Bibliothèque nationale de France
Allégorie de la royauté de droit divin
Ce petit cahier est sans doute le début d’un sacramentaire destiné à Charles le Chauve, qui n’a pas été terminé. Le décor exceptionnel, dû à un très grand artiste, permet d’imaginer ce qu’aurait été l’ensemble. Cette peinture pleine page particulièrement soignée représente le couronnement d’un prince entre deux dignitaires ecclésiastiques nimbés.
Enchâssée dans un luxueux cadre multicolore orné de feuillages d'acanthe stylisés, cette allégorie de la royauté carolingienne est placée en vis-à-vis du portrait du pape saint Grégoire le Grand.
Au centre de l'image, sortant des nuées, la main de Dieu couronne la tête nimbée du prince. Vêtu à la romaine d'une chlamyde, manteau fendu agrafé sur l'épaule, sur une tunique courte, il porte des jambières et de hauts chaussons. Une main demeure dissimulée dans les plis de son drapé tandis qu'il se désigne de l'index droit dressé en signe d'autorité.

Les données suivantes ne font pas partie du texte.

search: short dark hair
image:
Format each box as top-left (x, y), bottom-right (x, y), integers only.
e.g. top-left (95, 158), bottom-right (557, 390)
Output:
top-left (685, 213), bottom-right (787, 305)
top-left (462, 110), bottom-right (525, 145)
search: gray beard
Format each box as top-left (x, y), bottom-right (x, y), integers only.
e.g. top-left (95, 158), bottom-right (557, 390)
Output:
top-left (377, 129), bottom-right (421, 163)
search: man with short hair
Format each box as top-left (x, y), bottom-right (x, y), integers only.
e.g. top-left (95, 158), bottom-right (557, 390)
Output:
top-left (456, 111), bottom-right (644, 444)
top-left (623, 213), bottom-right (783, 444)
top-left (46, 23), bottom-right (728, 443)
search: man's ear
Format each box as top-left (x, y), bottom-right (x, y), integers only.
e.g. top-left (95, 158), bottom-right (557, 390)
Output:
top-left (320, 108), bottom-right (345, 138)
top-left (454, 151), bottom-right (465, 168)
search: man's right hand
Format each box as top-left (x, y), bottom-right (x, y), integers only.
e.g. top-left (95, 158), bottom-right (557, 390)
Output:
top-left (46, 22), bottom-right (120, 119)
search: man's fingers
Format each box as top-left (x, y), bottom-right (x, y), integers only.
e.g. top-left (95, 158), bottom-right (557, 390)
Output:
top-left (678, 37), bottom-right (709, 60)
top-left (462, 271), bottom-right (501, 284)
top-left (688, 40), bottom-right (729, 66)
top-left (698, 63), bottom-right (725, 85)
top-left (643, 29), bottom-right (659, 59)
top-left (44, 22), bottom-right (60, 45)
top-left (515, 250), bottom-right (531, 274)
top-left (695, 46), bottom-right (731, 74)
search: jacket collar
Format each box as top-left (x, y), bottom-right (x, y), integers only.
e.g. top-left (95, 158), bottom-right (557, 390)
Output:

Le souverain carolingien est entouré de deux dignitaires ecclésiastiques, nimbés et revêtus des attributs traditionnels de leur fonction : la longue aube de lin blanc dépasse d'une dalmatique, cette riche tunique de soie aux amples manches empruntée aux empereurs romains ; par-dessus, la chasuble forme un manteau à deux pans, ornée d'une écharpe sacerdotale nouée en triangle, le pallium. L'un tient un livre recouvert d'une précieuse reliure d'orfèvrerie, la Bible à n'en pas douter ; l'autre manipule un cahier ouvert devant lui, semblable à celui que saint Grégoire tient dans sa main. Serait-ce le sacramentaire grégorien, celui-là même que les copistes s'appliquent à reproduire sur la page en regard et dont ce manuscrit offre plus loin le texte ? Ce sont bien les Évangiles et la liturgie qui structurent la société chrétienne.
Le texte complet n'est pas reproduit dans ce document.